DC Comics is making subtext textual with upcoming comic book series on Hanna-Barbera’s character, Snagglepuss.
Exit Stage Left: The Snagglepuss Chronicles is written by Mark Russell and the art is by Mike Feenan and this presents Snagglepuss as a gay Southern playwright in style of Tennessee Williams.
The Snagglepuss reboot was announced in 2017, after DC Comics announced a line of rebooted Hanna-Barbera properties, like Scooby Apocalypse and Russell’s Flintstones. Like Flintstones and other series Prez, Exit Stage Left: The Snagglepuss Chronicles is a satire of modern society.
“It just kind of happened by accident,” Russell recalls in an interview with Heat Vision. “I was just tweeting funny lines I thought Snagglepuss would say if he was Tennessee Williams — some kind of Southern Gothic playwright — and Marie Javins, my editor, thought they were funny and she talked to Dan [Didio, DC co-publisher] about turning that into a comic. That’s how it started. It was really just funny tweets, and it just ballooned from there.”
“The way I write him, he’s kind of an avant-garde figure for the times — people kind of expect him to say things that are edgy, and witty. In a way, he’s allowed to breach subjects and say things in 1953 in New York that other people simply could not.”
Setting the story in 1953 allows Russell to use Snagglepuss to explore themes from an interesting perspective that will hopefully still resonate with modern readers.
“Snagglepuss in this story is having to live a double life as a gay playwright living in New York, and he’s closeted,” Russell explains.
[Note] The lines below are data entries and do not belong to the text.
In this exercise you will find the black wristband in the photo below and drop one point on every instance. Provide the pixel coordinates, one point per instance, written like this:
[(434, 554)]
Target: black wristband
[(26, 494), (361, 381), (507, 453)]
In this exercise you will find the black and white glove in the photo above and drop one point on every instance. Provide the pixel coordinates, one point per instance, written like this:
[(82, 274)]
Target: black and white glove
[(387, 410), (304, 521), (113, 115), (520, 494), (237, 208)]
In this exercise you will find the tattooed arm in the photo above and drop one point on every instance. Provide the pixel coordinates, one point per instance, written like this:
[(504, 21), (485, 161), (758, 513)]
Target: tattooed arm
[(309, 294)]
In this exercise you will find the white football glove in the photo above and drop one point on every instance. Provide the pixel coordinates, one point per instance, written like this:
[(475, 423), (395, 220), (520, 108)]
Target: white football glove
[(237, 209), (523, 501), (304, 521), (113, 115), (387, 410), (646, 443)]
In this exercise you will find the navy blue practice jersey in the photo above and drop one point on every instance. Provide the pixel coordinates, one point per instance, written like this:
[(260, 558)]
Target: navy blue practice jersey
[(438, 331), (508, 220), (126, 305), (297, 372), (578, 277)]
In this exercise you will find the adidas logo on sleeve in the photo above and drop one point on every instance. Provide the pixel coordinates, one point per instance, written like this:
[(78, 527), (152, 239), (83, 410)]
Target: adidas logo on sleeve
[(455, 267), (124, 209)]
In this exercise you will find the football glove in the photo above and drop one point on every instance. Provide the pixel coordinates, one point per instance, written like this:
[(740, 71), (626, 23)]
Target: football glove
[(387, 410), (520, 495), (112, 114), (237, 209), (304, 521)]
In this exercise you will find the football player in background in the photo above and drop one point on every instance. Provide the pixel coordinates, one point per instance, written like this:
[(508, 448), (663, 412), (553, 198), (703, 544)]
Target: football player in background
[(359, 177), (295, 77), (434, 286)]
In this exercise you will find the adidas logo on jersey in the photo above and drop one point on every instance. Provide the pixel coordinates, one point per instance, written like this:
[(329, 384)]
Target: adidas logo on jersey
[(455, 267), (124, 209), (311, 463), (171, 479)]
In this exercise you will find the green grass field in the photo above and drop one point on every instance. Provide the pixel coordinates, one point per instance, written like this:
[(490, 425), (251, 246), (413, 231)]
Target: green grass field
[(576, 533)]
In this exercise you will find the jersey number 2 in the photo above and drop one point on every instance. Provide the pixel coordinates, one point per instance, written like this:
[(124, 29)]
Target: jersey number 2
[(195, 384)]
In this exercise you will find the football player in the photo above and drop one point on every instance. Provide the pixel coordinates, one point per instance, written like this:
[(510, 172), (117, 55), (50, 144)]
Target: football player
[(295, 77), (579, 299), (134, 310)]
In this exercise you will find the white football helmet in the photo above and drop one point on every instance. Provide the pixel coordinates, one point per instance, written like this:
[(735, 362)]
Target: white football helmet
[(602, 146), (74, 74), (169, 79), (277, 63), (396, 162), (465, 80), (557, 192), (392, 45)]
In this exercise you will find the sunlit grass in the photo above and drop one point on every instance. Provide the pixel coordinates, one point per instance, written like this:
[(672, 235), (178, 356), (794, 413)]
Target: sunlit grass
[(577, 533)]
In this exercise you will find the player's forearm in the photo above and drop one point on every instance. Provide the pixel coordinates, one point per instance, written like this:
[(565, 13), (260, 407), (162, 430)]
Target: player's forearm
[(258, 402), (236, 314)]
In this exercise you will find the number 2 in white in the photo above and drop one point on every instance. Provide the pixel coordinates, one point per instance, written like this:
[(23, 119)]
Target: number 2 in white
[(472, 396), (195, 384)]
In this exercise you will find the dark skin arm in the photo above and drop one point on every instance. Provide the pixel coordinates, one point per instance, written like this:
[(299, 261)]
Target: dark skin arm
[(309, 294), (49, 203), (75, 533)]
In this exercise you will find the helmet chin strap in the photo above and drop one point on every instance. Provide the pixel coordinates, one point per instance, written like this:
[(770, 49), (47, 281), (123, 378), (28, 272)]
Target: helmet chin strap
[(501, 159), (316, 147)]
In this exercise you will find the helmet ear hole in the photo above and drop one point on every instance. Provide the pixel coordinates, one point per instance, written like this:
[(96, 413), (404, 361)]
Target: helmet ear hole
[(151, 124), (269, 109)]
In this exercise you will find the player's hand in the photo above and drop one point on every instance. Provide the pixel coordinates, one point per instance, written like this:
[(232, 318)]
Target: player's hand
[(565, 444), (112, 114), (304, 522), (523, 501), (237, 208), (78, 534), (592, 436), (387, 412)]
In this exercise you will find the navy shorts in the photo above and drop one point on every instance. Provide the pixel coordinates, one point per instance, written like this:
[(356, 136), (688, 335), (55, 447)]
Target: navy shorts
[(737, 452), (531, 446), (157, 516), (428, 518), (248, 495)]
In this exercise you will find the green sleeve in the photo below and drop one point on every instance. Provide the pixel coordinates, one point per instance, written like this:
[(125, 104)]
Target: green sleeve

“But he has values and integrity as an artist, and he’s trying to stand up for people who otherwise would be shoved under the stairs in this time of great national paranoia in the Red Scare mentality. It’s very easy in a time of national catastrophe — of perceived national catastrophe — to throw people under the sink and forget about them, and Snagglepuss is unwilling to let them do that to people he knows and loves. He’s willing to stand up for people when the rest of the country is not.”